European Association for Clinical Pharmacology and Therapeutics
- Founded: 1995
- Type: Medical research, education, ethics, health policy, regulation, training
- Focus: Clinical Pharmacology and Therapeutics
- Region served: European Union and external international
- Key people: Tabassome Simon (Chairman)
- Website: www.eacpt.eu

= European Association for Clinical Pharmacology and Therapeutics =

The European Association for Clinical Pharmacology and Therapeutics (EACPT) is a learned society in the field of clinical pharmacology. It is the leading society in Europe serving the European and global Clinical Pharmacology and Therapeutics community. It has its origins in a working party in the early 1980s under the auspices of the World Health Organization (WHO-Europe). Subsequently, a committee was created in 1993 chaired by Folke Sjöqvist with the remit to prepare the first congress of EACPT, held in Paris in 1995. At that congress the founding EACPT Council elected an Executive Committee with Sjöqvist as chairman, Michael Orme (United Kingdom) as Honorary Secretary, Jochen Kuhlmann (Germany) as Treasurer, and Giampaolo Velo (Italy) as Vice-Chairman, with 26 European countries as members through their home country clinical pharmacology society or section.
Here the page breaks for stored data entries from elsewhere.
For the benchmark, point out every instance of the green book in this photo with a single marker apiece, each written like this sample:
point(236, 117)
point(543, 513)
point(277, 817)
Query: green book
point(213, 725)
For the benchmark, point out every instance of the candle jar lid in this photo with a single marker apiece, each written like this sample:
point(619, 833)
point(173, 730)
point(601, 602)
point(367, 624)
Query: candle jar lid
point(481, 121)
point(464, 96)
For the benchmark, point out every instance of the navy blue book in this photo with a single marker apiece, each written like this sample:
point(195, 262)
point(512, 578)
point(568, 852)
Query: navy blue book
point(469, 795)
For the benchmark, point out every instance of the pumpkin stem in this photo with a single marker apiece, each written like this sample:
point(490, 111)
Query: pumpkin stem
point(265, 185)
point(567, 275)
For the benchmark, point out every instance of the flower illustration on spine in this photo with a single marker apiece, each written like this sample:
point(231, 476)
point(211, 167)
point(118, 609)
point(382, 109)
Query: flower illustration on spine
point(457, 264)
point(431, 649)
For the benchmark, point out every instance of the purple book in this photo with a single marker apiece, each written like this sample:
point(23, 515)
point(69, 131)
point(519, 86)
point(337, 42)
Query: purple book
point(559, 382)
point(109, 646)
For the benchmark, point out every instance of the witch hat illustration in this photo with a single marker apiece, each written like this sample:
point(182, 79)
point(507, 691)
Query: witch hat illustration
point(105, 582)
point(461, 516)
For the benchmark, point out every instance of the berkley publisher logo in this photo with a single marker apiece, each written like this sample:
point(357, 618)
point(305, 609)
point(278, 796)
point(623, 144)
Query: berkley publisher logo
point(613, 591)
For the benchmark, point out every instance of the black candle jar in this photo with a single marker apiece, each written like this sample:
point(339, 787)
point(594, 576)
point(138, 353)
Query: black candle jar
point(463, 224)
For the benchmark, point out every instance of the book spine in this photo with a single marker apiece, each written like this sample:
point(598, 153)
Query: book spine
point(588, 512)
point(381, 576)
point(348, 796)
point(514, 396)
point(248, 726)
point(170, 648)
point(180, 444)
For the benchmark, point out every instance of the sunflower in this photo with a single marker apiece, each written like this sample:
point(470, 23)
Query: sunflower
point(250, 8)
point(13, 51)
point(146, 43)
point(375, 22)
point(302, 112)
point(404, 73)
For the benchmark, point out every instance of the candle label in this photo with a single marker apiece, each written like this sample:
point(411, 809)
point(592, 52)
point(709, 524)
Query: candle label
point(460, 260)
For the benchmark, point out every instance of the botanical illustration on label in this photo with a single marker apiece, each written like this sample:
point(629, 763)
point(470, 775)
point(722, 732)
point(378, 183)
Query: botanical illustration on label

The EACPT now includes all national organisations for clinical pharmacology in Europe and provides educational and scientific support for the more than 4000 individual professionals interested in Clinical Pharmacology and Therapeutics throughout the European region, with its congresses attended by a global audience.

==Aims==
The EACPT promotes in Europe professional and ethical excellence and standards for clinical use of medicines and clinical research on drugs. The EACPT also aims to advise policy makers on how the specialty can contribute to human health and wealth.

==Activities==
Activities of the EACPT include advice to policy makers and agencies in Europe, holding European congresses and workshops, and publishing policy papers, meeting reports, proceedings of congresses and constituent symposia, and contents of specific lectures. The EACPT also holds Focus Meetings.

==Summer schools==
- 2001 Antalya, Turkey
- 2003 Budapest, Hungary
- 2004 Sofia, Bulgaria
- 2006 Vrsac, Serbia
- 2007 Ghent, Belgium
- 2008 Madrid, Spain
- 2009 Alexandroupolis, Greece
- 2010 Dresden, Germany
- 2012 Amsterdam, Netherlands - Education
- 2013 Edinburgh, Scotland - Practice and Governance

==Focused meetings==
- 2014 Nijmegen, Netherlands - Cardiovascular
- 2016 Opatija, Croatia - How to Assess Medicines

==EACPT congresses==

Source:

Congresses are open to delegates from Europe and anywhere in the world, including health professionals, researchers, biotechnology and pharmaceutical industry professionals, regulators, policy makers, ethicists and others interested in drug discovery, and in clinical, cost-effectiveness and safety of medicines and related biomarkers.
- 1995 Paris
- 1997 Berlin
- 1999 Jerusalem
- 2000 Florence
- 2001 Odense
- 2003 Istanbul
- 2005 Poznan
- 2007 Amsterdam
- 2009 Edinburgh
- 2011 Budapest
- 2013 Geneva
- 2015 Madrid
- 2017 Prague
- 2019 Stockholm
- 2021 Athens

== Lifetime achievement awards ==
- 2009 Folke Sjöqvist, Sweden
- 2011 Sir Colin Dollery, United Kingdom
- 2013 Carlo Patrono, Italy and Sir Michael Rawlins, United Kingdom
- 2015 Michel Eichelbaum, Germany

== Scientific award for best publication ==
- 2009 Ian Wilkinson, Cambridge, United Kingdom
- 2011 Tabassome Simon, Paris, France
- 2013 David Devos, Lille, France
- 2015 Nicholas Bateman, Edinburgh, UK

== EACPT-EPHAR Young Investigator Awards in Translational Pharmacology ==
- 2015 Christoph Schneider, Bern, Switzerland and Daniel Antoine, Liverpool, UK

==Special award for services to EACPT==
- 2013 Michael Orme, United Kingdom

== Organisation ==
The EACPT is led by an Executive Committee formed from a council of delegates from affiliated national societies for clinical pharmacology and therapeutics. The EACPT also has key Working Groups for Research, Ethics and Regulatory Matters, Education and Young Pharmacologists.